Tous les mois, les "hombres tejedores", "les hommes qui tissent", se donnent rendez-vous dans la rue ou dans un parc public pour s’adonner à leur hobby : le tricot. Plus qu’une simple passion, le groupe, exclusivement masculin, souhaite ainsi promouvoir l’idée d’une société plus tolérante et moins machiste.

Dans le quartier d’affaires de Santiago, la capitale du Chili, voir des hommes en costume cravate en train de tricoter avec des fils couleur fuchsia n’est pas courant… Mais c’est la technique adoptée par le collectif "hombres tejedores", créé il y a tout juste un an, pour lutter contre les clichés sexistes de la société chilienne qu’ils jugent "trop patriarcale".


"Nous souhaitons faire évoluer l’image de l’homme dans la société chilienne"

Ricardo Higuera, 36 ans, fait partie des "hombres tejedores" depuis le début de l’aventure.

Le collectif a été créé par l’artiste Claudio Castillo, qui souhaitait inventer un espace dans lequel les hommes se permettraient de tricoter. Au début, il donnait simplement des cours de tissage. Mais le 18 juin, lors de la journée mondiale du tricot, nous avons décidé de nous réunir dans la rue pour tricoter. Les passants étaient surpris de voir un groupe d’hommes participer à l’événement.

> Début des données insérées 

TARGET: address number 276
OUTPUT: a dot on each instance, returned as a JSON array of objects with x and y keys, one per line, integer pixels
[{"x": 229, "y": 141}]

Légende : Le groupe "hombres tejedores" en train de tricoter dans la rue. Photo : page Facebook "los hombres tejedores".

Depuis, nous avons décidé de nous réunir dans des espaces publics, à la vue de tous, au moins une fois par mois. Notre hobby a alors pris un sens politique. Dans le groupe, nous sommes 12 hommes de 26 à 42 ans excerçant tous un métier différent. Ce qui nous rassemble, c'est que nous avons grandi dans une société patriarcale qui nous a donné un rôle bien précis : un homme n’est pas sensible, un homme ne pleure pas, un homme est fort…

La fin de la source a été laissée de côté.